François de Laval et Marie de l’Incarnation: des dollarasaints?

François de Laval et Marie de l’Incarnation: des dollarasaints?

*** Texte rédigé pour le Huffington Post le 4 avril 2014. Je le publie ici afin de le garder dans les archives de Crayon et goupillon. ***

La décision du pape François de canoniser François de Laval et Marie de l’Incarnation fait atterrir au Québec la question posée par l’hebdomadaire français La Vie il y a quelques jours: le pape brade-t-il la sainteté?

Rappelons que pour être canonisé, il faut habituellement se voir attribuer deux miracles. Dans certains cas rarissimes, le pape peut, par décret, faire fi du deuxième miracle et décider de procéder tout de même à la canonisation. On parle alors d’une canonisation équipollente. Les deux nouveaux saints québécois bénéficient de cette procédure.

Le hic, c’est qu’au cours de son long pontificat, le pape Jean-Paul II a utilisé une fois seulement cette procédure, pour l’appliquer à trois personnes en 1995. Le pape Benoît XVI s’en est prévalu une seule fois aussi, pour la canonisation de Hildegarde von Bingen en 2012. En un an et des poussières, François y a déjà fait appel trois fois… en plus de donner un accord spécial sans reconnaissance de miracle pour la canonisation du pape Jean XXIII, qui se fera le 27 avril selon la procédure ordinaire.

En compagnie des deux saints de Québec, le pape approuve aussi la canonisation équipollente du jésuite José de Anchieta, missionnaire du Brésil au 16e siècle. Il avait aussi utilisé cette procédure pour Angèle de Foligno et Pierre Favre en 2013.

Or, il faut savoir qu’une canonisation est en général l’aboutissement d’un long processus d’enquête mené d’abord localement, puis à Rome, pour se pencher sur la vie, les écrits, les œuvres et la réputation de sainteté d’une personne. La nature même de cette procédure favorise les religieux et religieuses, dont les communautés disposent à la fois de moyens humains et pécuniaires pour promouvoir la cause.

La longueur d’un tel processus permet souvent de voir se développer une dévotion locale. Prenons l’exemple du frère André : sa réputation populaire de sainteté était bien établie déjà de son vivant.

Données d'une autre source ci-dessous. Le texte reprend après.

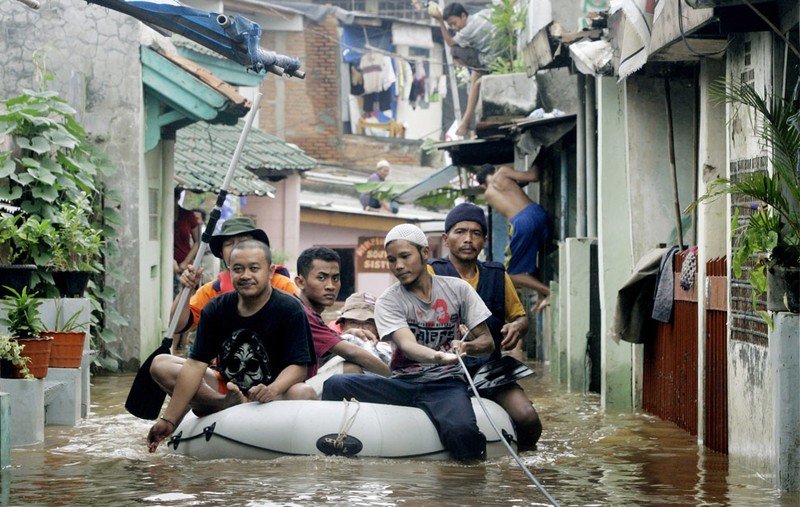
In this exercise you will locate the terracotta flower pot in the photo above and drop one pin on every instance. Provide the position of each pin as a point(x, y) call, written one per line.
point(67, 350)
point(71, 284)
point(38, 350)
point(15, 276)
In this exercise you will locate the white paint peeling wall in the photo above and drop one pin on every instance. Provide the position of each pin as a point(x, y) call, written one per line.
point(749, 380)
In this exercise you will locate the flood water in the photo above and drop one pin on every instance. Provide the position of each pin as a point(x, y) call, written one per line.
point(585, 457)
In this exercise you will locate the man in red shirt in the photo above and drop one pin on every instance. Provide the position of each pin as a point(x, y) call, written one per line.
point(319, 283)
point(185, 240)
point(233, 231)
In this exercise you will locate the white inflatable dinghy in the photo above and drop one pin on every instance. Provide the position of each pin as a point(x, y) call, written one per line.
point(286, 428)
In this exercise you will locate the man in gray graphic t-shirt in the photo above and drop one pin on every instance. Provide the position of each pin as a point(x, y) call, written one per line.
point(422, 314)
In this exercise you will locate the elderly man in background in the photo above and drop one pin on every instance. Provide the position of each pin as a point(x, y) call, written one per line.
point(423, 315)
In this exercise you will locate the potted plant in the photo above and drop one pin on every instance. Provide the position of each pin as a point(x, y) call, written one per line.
point(772, 232)
point(12, 361)
point(24, 324)
point(76, 246)
point(69, 337)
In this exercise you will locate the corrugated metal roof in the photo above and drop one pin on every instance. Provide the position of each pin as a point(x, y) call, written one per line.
point(203, 153)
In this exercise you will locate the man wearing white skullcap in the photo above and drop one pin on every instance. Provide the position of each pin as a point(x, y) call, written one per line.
point(425, 316)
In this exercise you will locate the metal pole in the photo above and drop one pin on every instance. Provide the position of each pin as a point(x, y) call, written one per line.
point(451, 74)
point(671, 143)
point(580, 165)
point(591, 159)
point(564, 205)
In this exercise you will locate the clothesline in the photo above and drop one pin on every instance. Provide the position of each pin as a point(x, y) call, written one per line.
point(379, 50)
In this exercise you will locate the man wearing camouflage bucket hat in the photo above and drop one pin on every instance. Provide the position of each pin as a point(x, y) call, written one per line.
point(233, 231)
point(423, 314)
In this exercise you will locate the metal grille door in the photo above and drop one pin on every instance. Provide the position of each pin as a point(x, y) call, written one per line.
point(670, 361)
point(716, 357)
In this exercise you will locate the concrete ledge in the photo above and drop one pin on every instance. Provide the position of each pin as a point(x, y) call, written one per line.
point(784, 363)
point(27, 415)
point(5, 430)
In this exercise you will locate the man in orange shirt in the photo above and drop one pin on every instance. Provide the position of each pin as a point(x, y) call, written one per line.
point(233, 231)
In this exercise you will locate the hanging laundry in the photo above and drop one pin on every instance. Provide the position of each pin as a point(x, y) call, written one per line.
point(389, 75)
point(418, 85)
point(356, 81)
point(443, 86)
point(372, 68)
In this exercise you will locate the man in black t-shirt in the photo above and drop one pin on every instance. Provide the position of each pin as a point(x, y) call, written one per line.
point(260, 338)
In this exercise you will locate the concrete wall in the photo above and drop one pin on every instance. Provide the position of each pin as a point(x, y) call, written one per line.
point(344, 237)
point(575, 284)
point(652, 209)
point(93, 54)
point(750, 411)
point(711, 216)
point(614, 252)
point(280, 216)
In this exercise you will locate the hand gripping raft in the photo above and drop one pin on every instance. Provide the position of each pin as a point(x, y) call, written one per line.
point(146, 397)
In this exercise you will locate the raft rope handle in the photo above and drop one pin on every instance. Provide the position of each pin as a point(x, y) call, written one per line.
point(347, 423)
point(499, 434)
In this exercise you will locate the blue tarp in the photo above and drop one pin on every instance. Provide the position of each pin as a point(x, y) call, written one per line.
point(356, 37)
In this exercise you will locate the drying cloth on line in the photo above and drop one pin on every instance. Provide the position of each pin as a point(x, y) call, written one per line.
point(632, 315)
point(665, 287)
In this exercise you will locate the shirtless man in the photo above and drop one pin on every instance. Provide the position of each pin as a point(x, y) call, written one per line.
point(528, 223)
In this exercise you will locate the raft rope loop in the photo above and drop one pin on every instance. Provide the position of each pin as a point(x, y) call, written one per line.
point(500, 434)
point(347, 422)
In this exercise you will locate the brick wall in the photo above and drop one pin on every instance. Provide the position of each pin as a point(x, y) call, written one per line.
point(364, 151)
point(746, 325)
point(312, 119)
point(311, 106)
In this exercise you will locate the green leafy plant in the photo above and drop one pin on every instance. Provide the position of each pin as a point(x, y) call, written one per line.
point(771, 234)
point(46, 159)
point(11, 350)
point(77, 243)
point(508, 18)
point(23, 319)
point(66, 324)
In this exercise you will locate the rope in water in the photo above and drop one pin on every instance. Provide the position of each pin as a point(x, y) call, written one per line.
point(347, 423)
point(497, 430)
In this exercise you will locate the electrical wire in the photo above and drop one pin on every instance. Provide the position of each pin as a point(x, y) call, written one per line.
point(701, 54)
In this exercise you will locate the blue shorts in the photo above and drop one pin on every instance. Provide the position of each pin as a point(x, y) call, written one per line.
point(529, 230)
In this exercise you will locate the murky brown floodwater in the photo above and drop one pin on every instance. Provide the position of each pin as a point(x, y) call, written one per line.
point(585, 457)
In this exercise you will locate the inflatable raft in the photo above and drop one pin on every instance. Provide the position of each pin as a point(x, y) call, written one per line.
point(291, 428)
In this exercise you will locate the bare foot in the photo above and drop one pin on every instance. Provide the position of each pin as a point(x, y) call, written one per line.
point(234, 397)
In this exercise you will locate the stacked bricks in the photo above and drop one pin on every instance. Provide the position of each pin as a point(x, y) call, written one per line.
point(311, 106)
point(364, 151)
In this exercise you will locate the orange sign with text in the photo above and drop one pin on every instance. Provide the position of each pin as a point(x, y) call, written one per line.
point(370, 255)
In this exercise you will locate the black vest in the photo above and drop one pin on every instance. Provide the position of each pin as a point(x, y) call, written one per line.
point(491, 289)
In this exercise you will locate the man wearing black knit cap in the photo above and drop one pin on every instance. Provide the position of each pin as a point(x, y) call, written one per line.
point(465, 233)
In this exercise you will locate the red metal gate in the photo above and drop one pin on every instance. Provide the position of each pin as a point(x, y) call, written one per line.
point(670, 361)
point(716, 357)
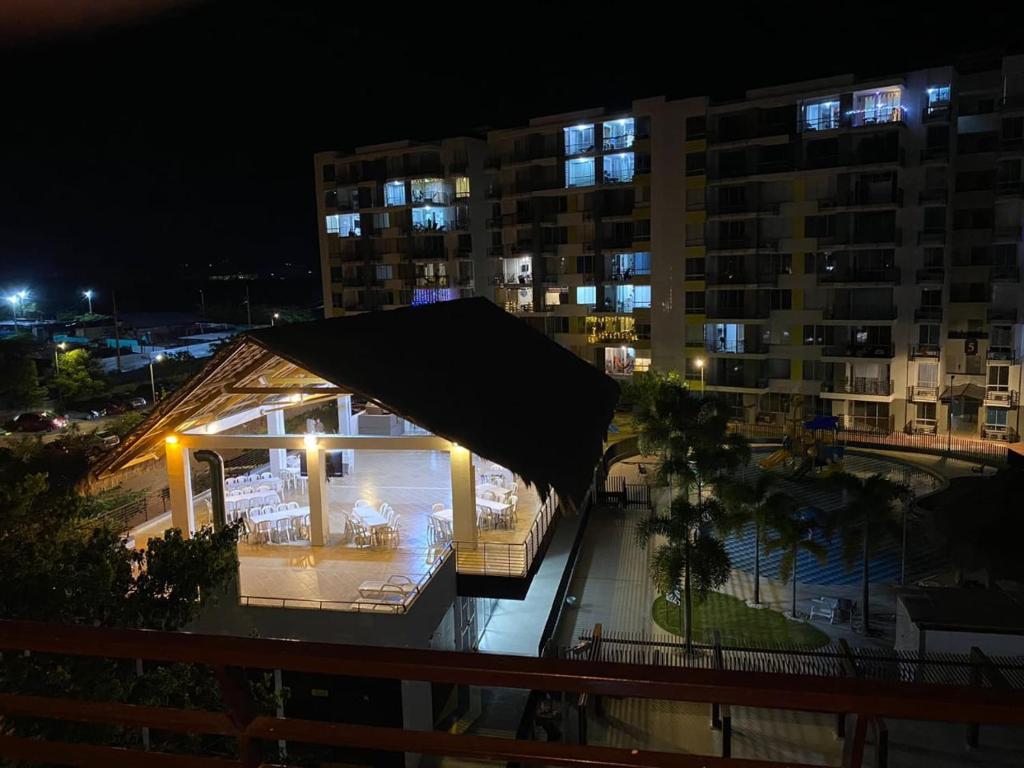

Sa mort a ensuite ouvert la porte à un processus de canonisation qui est d’abord passé par une dévotion à Montréal, puis au Canada et en Amérique du Nord, avant d’atteindre d’autres pays. En fait, plusieurs parlaient déjà de lui comme d’un saint avant même que Rome ne le reconnaisse officiellement.

Que le culte des saints plaise ou non, il se fonde en général sur un processus bien délimité. Les étapes vers la sainteté s’accompagnent d’une dévotion en fonction de leur rayonnement. Un vénérable a une dévotion locale, un bienheureux national, et un saint universel. En un sens, si le système fonctionne, c’est parce qu’il est aussi le reflet de la réalité. D’où l’étonnement de voir François s’en distancer si souvent. Ce qui n’est pas sans soulever certaines inquiétudes quant au sens de ses décisions en matière de canonisation, alors que certains observateurs se demandent s’il ne s’agit pas d’une forme de sainteté à rabais.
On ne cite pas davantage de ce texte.